I've just finished some homework on cryptography. I have the right answer, but I think it's more from luck than skill.
(I'm trying to phrase this without breaching the honour code.)
$F(k,x)$ is some function that takes a key $k := \{0,1\}^5$ and an input $x:=\{0,1\}^4$.
I never know what $k$ is, however I have three examples of inputs and outputs.
i.e.,
- $F(k,a)=a'$
- $F(k,b)=b'$
- $F(k,c)=c'$
(In the question I have concrete values for $a$, $b$, $c$, $a'$, $b'$ and $c'$.)
Given this, I have to find $d'$ for $F(x,d)$.
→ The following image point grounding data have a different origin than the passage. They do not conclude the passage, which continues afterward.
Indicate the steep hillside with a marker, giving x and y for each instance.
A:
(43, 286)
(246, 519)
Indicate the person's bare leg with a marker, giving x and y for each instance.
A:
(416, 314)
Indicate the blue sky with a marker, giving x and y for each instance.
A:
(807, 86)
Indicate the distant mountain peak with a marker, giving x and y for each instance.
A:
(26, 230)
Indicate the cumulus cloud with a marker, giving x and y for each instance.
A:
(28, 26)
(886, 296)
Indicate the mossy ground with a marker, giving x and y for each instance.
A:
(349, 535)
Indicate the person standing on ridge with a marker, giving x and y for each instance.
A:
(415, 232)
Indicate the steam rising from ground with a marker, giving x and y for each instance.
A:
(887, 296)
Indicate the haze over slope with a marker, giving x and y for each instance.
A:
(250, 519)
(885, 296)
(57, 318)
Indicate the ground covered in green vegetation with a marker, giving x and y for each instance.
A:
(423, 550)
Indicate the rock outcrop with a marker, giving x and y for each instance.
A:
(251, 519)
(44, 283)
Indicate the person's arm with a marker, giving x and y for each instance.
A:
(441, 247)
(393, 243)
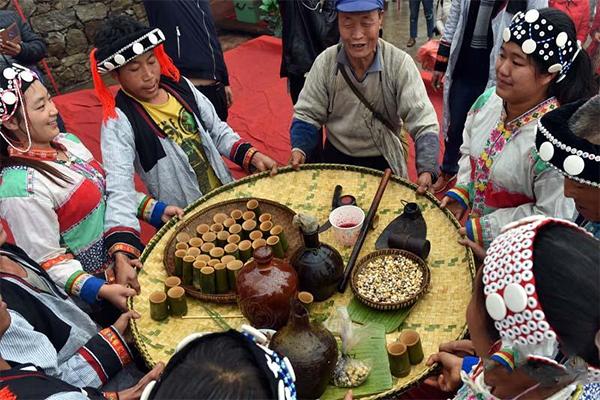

I have done it, and got the right answer like so:
I noticing that $a \oplus b \oplus c = d$, so I tried the following:
$d' = F(k,a) \oplus F(k,b) \oplus F(k,c)$
$\therefore$
$d' = a' \oplus b' \oplus c'$
Given I know what $a'$, $b'$ & $c'$ this is solvable.
Where I'm struggling is why.
$ F(k,a) \oplus F(k,b) \neq F(k \oplus k,a \oplus b)$
$ F(k,a) \oplus F(k,b) \neq F(0,a \oplus b)$
Which is, unfortunately, how I solved the problem.
So... Is there any generic rule for XORing functions like this?